The Society of Jesus in the United States, Canada and Haiti welcomed 40 new Jesuit novices in 2020 at novitiates in California, Louisiana, Minnesota, New York, Quebec and Haiti. They have taken the initial step on their journey toward Jesuit priesthood or brotherhood, known as “Jesuit formation,” which can take a total of eight to 12 years.
In these first two years as novices, the men will learn what it means to live in community, adopt the rhythm of daily prayer and deepen their understanding of God’s call to the Society. They have selflessly devoted their lives to the service of the marginalized, to the church, to God and to each other.
Novices in Montreal with the novitiate team
St. Ignatius of Loyola, who co-founded the Society in 1540, first defined the elements of Jesuit formation in his Jesuit Constitutions. Jesuit novices still follow this plan today — adapted to the modern world.
“The novices best support the needs of the church in the modern world by preaching the Gospel in a way that all sorts of people can receive it,” says Fr. William O’Brien, SJ, novice director at the Jesuit Novitiate of St. Alberto Hurtado in St. Paul, Minnesota. “For this mission, they must learn to discern God’s presence in the wide range of cultures, sensibilities and human experiences that they will encounter.”
Thus begins a comprehensive program of service, ministry, study and prayer, methodically devised to help Jesuits grow in their relationships with Christ and identify how they can best serve him and all humankind. The new Jesuits attend orientation sessions, take on house jobs, share vocation stories and visit local Jesuit ministries.
Novices in Culver City, California
Fr. Joseph Sands, SJ, director at the Jesuit Novitiate of St. Andrew Hall in Syracuse, New York, draws parallels between the novitiate and academics (something the Society knows a thing or two about). “I would compare entering the novitiate to starting college. I think they’re pretty courageous for it,” he says. “They may be anxious because they don’t know exactly where it leads, but once they get in, they find it a very positive and human environment.”
Typical days at the novitiate consist of classes taught by the director and his assistant (known as the Socius), as well as daily Mass, group prayer and discussion of their spiritual journeys.
As for the work outlined in St. Ignatius’ Constitutions, the novices complete a series of “experiments” to explore their vocations and help them discern the specific ways they might be called to serve the church.
Novices in Syracuse, New York
“The purpose is to find that at the heart of our mission is a call to be with people on the margins, enter the struggles of the world and find the face of Christ,” says Fr. Andrew Kirschman, SJ, novice director at the Jesuit Novitiate of St. Stanislaus Kostka in Grand Coteau, Louisiana. “All these experiences help the novices grow in awareness of Christ laboring with us in the world today.”

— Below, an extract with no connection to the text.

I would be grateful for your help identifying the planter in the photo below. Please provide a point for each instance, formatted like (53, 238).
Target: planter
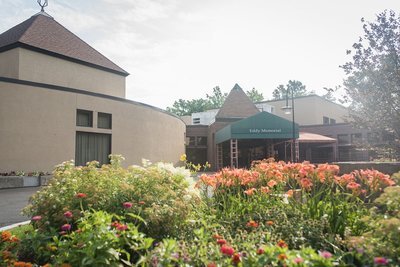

Novices also make St. Ignatius’ 30-day Spiritual Exercises silent retreat, which they commonly regard as the most meaningful part of the novitiate.
“It surprises the novices,” says Fr. Sands. “They’re grateful for the way they encounter God’s attention, care and love for them.”
The novices and novitiate team of Haiti
The novices aren’t the only ones on a path of discovery. Fr. Stephen Corder, SJ, novice director at the Jesuit Novitiate of the Three Companions in Culver City, California, has found his duties allow him to view the Society through each novice’s fresh eyes.
“I’m always impressed with their generosity, compassion and desire to walk with people,” he says. “They have a good sense of humor and openness to God’s grace.”
The novices of the Jesuit Novitiate of St. Stanislaus Kostka in Grand Coteau, Louisiana
In the second year of their novitiate, novices are missioned to an assignment at a Jesuit-run organization, similar to an internship. Called a “long experiment,” this segment of the novitiate lasts several months.
As novices, Jesuits in the U.S. and Canada spend one of their summers at Regis University in Denver at a conference on Jesuit history, delving more intensely into St. Ignatius’ life while meeting their peers at other novitiates.
After two years, the hope is that novices will have become confident in their vocations, nurtured a more intimate relationship with God and developed a profound love for the Society of Jesus. At the end of their time as novices, they profess first vows of poverty, chastity and obedience. No longer novices, they are called “scholastics” as they continue to the next stage of Jesuit formation, First Studies, for two years of graduate-level philosophy courses.
Novices in St. Paul, Minnesota
For those considering religious life, whether with the Jesuits or elsewhere, Fr. Kirschman suggests young adults “begin by looking for Christ in the suffering around you.”
“Can you find Christ present in the messiness and brokenness of our world, of our cities and church, of your own heart?” Fr. Kirschman asks. “If so, Christ might be calling you to labor with him as a companion.”
The next step, Fr. Corder advises, is to “pray, let God love you and find a spiritual director you can talk to.”
Above all, Fr. Kirschman says, “Trust Christ … and come and see!”